III. 3. 2 Architectures logicielles

Comme l’a montré le paragraphe précédent, le développement d’une famille de produits à l’aide d’un guide de développement utilisant l’expertise d’un domaine d’application, implique la considération d’une solution orientée architecture. Les formalismes de description d’architectures logicielles fournissent des moyens de décrire les propriétés fonctionnelles, structurelles et comportementales que les applications doivent satisfaire (caractéristiques des IHMs dans le contexte de cette thèse : cf. section II.4.2).

Les paragraphes suivants présentent les concepts de base du développement architectural ainsi que les bénéfices généraux que leur utilisation apporte.

III. 3. 2. 1 Définition

Un problème critique dans la conception et la construction de tout système logiciel complexe est son architecture, c’est à dire l’organisation des éléments qui composent le système. Une bonne architecture peut aider à garantir que le système va satisfaire les besoins primordiaux dans des domaines tels que la performance, la fiabilité, la portabilité, et l’interopérabilité. Au contraire, une mauvaise architecture peut avoir des conséquences désastreuses sur le système [Garlan 2000]. C’est pourquoi, au cours de la dernière décennie, les architectures logicielles ont fait l’objet d’une attention croissante, elles sont ainsi devenues un important sous domaine de l’ingénierie logicielle.
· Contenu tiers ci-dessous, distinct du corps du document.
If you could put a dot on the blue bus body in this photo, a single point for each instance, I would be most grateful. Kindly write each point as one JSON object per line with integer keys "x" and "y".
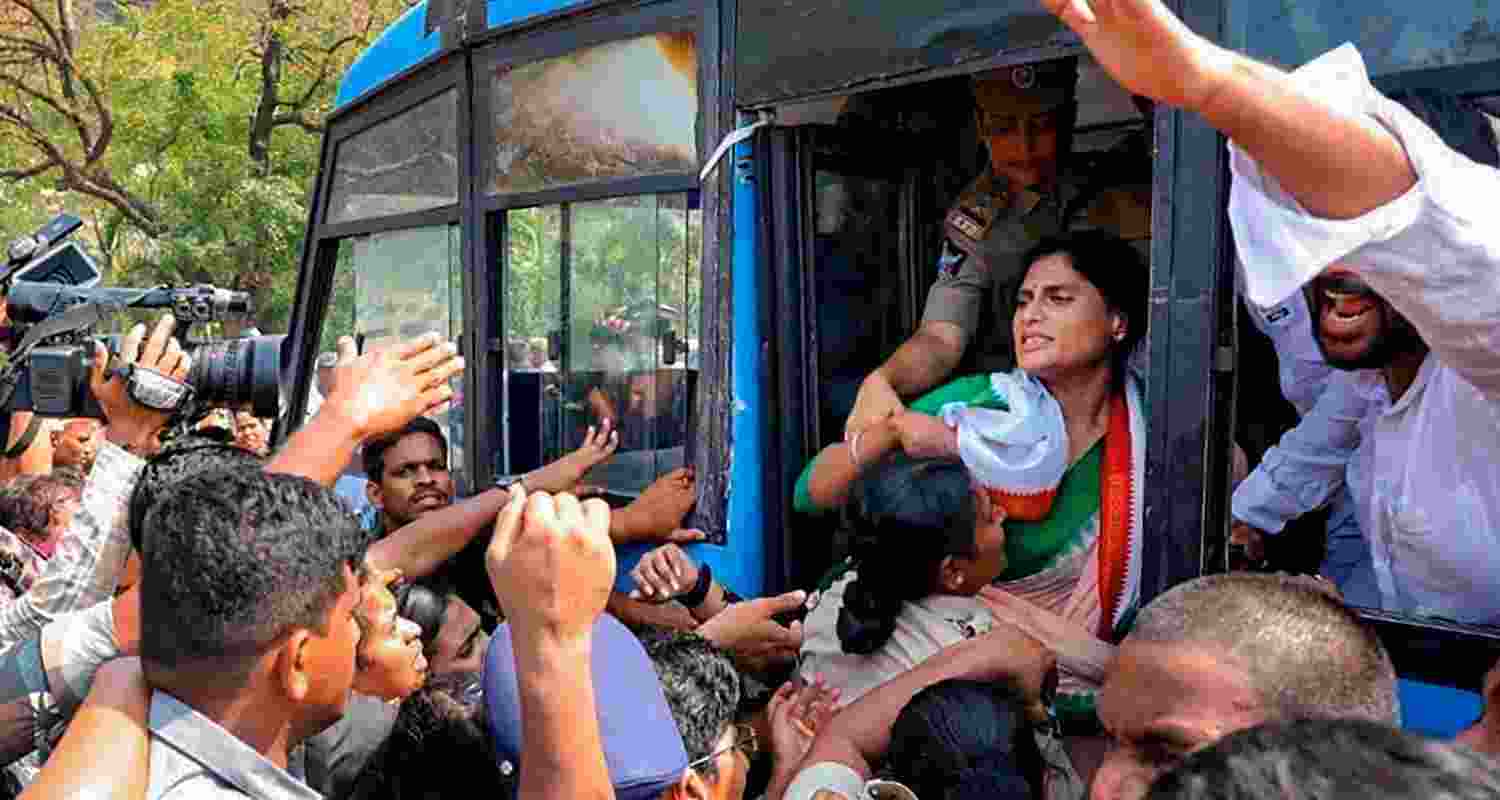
{"x": 755, "y": 56}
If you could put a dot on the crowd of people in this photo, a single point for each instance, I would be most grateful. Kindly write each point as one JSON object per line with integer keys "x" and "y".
{"x": 210, "y": 617}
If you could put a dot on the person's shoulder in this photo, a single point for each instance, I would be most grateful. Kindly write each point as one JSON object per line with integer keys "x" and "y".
{"x": 201, "y": 785}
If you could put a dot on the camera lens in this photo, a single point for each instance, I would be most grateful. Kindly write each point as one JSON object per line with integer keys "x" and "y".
{"x": 242, "y": 371}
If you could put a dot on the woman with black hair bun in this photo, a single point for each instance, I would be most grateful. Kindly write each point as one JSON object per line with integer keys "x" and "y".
{"x": 923, "y": 542}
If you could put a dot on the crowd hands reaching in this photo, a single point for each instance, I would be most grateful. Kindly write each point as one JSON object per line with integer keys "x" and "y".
{"x": 215, "y": 622}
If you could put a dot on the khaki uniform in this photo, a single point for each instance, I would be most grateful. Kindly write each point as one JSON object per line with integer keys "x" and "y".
{"x": 989, "y": 230}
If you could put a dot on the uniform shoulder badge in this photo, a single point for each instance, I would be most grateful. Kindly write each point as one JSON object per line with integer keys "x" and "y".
{"x": 951, "y": 260}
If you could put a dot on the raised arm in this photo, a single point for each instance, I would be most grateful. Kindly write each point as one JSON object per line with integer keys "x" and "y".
{"x": 105, "y": 752}
{"x": 422, "y": 545}
{"x": 372, "y": 393}
{"x": 860, "y": 736}
{"x": 89, "y": 559}
{"x": 920, "y": 363}
{"x": 1307, "y": 466}
{"x": 551, "y": 565}
{"x": 1337, "y": 162}
{"x": 1326, "y": 168}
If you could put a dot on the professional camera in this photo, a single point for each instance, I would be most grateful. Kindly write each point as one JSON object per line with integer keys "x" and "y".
{"x": 54, "y": 305}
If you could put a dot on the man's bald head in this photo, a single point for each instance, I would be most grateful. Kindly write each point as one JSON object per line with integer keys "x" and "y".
{"x": 1305, "y": 652}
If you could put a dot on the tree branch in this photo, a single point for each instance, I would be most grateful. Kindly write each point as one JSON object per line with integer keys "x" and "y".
{"x": 299, "y": 119}
{"x": 27, "y": 171}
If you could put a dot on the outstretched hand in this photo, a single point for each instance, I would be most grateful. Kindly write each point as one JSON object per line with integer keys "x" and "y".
{"x": 749, "y": 632}
{"x": 551, "y": 563}
{"x": 1146, "y": 48}
{"x": 389, "y": 386}
{"x": 131, "y": 424}
{"x": 795, "y": 713}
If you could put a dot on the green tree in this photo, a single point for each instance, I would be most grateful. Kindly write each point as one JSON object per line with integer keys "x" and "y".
{"x": 183, "y": 131}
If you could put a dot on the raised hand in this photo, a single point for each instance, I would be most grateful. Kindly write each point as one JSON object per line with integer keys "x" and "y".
{"x": 875, "y": 403}
{"x": 663, "y": 574}
{"x": 659, "y": 512}
{"x": 131, "y": 424}
{"x": 392, "y": 384}
{"x": 551, "y": 563}
{"x": 749, "y": 632}
{"x": 1007, "y": 655}
{"x": 924, "y": 437}
{"x": 1145, "y": 48}
{"x": 795, "y": 713}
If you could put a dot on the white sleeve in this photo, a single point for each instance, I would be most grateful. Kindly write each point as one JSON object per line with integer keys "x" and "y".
{"x": 1433, "y": 252}
{"x": 1307, "y": 467}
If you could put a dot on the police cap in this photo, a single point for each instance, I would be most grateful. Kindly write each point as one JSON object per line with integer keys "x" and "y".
{"x": 1026, "y": 89}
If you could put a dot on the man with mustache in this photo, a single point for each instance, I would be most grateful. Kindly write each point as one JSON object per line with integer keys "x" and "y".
{"x": 1025, "y": 116}
{"x": 1344, "y": 189}
{"x": 408, "y": 473}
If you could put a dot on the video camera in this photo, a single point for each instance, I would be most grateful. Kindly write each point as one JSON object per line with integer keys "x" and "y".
{"x": 54, "y": 303}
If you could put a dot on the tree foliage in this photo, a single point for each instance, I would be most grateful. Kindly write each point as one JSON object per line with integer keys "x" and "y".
{"x": 185, "y": 132}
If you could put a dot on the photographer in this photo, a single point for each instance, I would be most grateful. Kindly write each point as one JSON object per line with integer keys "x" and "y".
{"x": 89, "y": 559}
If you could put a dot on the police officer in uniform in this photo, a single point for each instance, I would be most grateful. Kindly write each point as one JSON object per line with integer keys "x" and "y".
{"x": 1025, "y": 117}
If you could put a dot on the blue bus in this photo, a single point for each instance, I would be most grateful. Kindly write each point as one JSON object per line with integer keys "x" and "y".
{"x": 708, "y": 218}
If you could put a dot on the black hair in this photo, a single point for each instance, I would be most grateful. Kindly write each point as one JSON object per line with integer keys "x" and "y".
{"x": 963, "y": 739}
{"x": 180, "y": 460}
{"x": 1458, "y": 120}
{"x": 903, "y": 518}
{"x": 1326, "y": 760}
{"x": 440, "y": 746}
{"x": 26, "y": 506}
{"x": 426, "y": 604}
{"x": 375, "y": 449}
{"x": 236, "y": 559}
{"x": 701, "y": 686}
{"x": 1115, "y": 269}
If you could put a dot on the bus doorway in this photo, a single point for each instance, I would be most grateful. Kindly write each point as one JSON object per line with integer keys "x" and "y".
{"x": 858, "y": 189}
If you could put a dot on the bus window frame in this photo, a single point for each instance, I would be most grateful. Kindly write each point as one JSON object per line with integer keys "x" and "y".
{"x": 563, "y": 33}
{"x": 393, "y": 98}
{"x": 1424, "y": 649}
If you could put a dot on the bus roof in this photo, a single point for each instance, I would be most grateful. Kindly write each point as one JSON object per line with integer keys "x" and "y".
{"x": 407, "y": 42}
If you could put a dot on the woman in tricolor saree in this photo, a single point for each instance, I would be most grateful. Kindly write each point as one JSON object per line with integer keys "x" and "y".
{"x": 1056, "y": 443}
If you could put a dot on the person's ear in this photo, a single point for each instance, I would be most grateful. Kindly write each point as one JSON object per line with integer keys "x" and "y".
{"x": 951, "y": 575}
{"x": 689, "y": 787}
{"x": 990, "y": 509}
{"x": 294, "y": 665}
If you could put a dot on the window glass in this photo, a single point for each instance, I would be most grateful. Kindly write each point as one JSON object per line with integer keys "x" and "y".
{"x": 1392, "y": 35}
{"x": 855, "y": 288}
{"x": 399, "y": 284}
{"x": 620, "y": 110}
{"x": 602, "y": 323}
{"x": 401, "y": 165}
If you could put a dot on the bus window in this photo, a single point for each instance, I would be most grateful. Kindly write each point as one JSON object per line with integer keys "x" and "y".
{"x": 404, "y": 164}
{"x": 618, "y": 110}
{"x": 395, "y": 285}
{"x": 852, "y": 248}
{"x": 602, "y": 323}
{"x": 602, "y": 300}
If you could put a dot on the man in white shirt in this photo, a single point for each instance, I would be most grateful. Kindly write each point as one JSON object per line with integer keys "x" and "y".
{"x": 1331, "y": 174}
{"x": 1305, "y": 469}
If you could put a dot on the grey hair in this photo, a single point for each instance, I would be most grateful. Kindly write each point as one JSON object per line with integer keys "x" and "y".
{"x": 1305, "y": 652}
{"x": 1329, "y": 760}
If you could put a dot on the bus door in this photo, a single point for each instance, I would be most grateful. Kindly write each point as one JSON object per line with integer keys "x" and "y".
{"x": 857, "y": 188}
{"x": 1445, "y": 45}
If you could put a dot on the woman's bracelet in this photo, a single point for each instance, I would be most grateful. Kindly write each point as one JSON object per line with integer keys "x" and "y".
{"x": 695, "y": 596}
{"x": 854, "y": 449}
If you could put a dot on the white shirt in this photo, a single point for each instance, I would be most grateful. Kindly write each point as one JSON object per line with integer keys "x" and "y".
{"x": 921, "y": 631}
{"x": 1427, "y": 472}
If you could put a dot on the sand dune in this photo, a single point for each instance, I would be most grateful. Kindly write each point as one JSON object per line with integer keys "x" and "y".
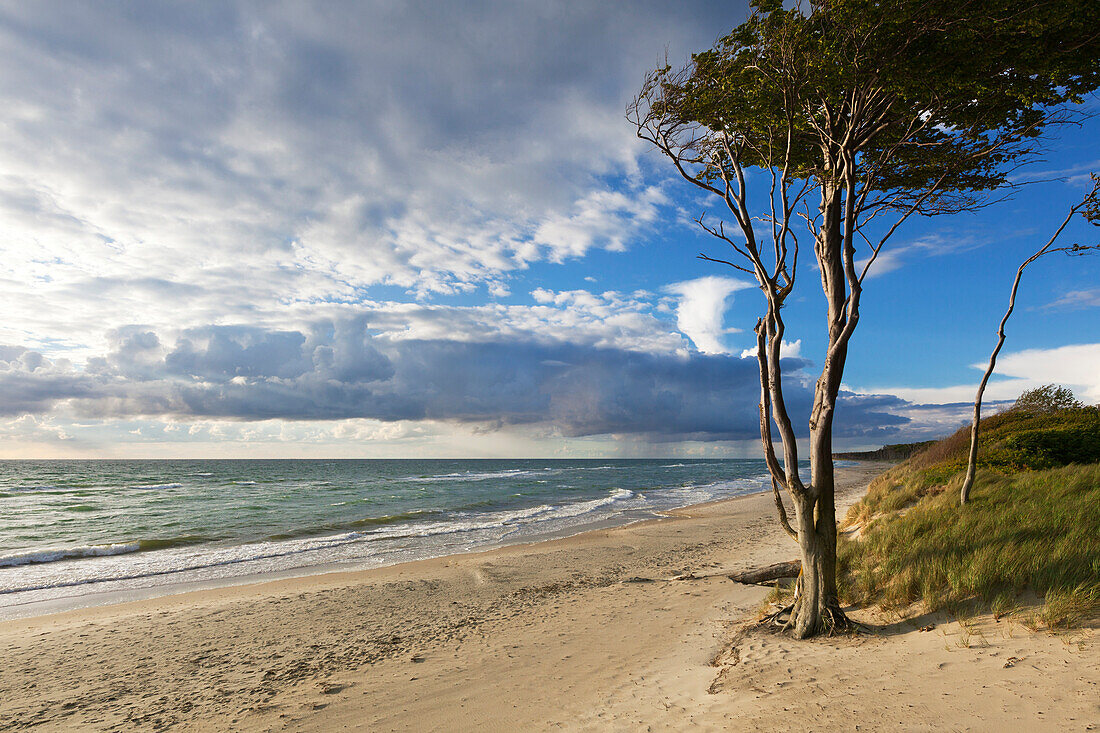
{"x": 584, "y": 633}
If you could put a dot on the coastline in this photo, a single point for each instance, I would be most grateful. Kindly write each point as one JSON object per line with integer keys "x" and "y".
{"x": 558, "y": 633}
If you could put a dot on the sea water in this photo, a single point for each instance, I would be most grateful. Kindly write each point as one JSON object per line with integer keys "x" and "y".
{"x": 76, "y": 533}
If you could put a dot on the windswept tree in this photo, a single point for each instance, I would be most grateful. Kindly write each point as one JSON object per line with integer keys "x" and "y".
{"x": 1088, "y": 207}
{"x": 860, "y": 115}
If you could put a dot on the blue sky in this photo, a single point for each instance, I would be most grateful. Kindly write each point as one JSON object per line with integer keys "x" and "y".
{"x": 426, "y": 229}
Plusieurs définitions du terme « architectures logicielles » sont proposées dans la littérature [Boasson 1995][Bass et al. 1997][Garlan et al. 1992][Perry et Wolf 1992], mais il est largement accepté qu’une architecture soit définie par un ensemble de composants (ex : filtres, objets, bases de données, serveurs, etc.) ainsi que par la description des interactions entre ceux-ci (ex : appels de procédures, envoi de messages,

émission d’événements, etc.) [Garlan et Shaw 1993]. Celle-ci permet de spécifier les caractéristiques d’un système en définissant : quels types de modules sont des composants du système ; combien de composants de chaque type peut il y avoir ; comment les composants interagissent [Rapide 1997] ; quelles propriétés structurelles et comportementales doivent être respectées.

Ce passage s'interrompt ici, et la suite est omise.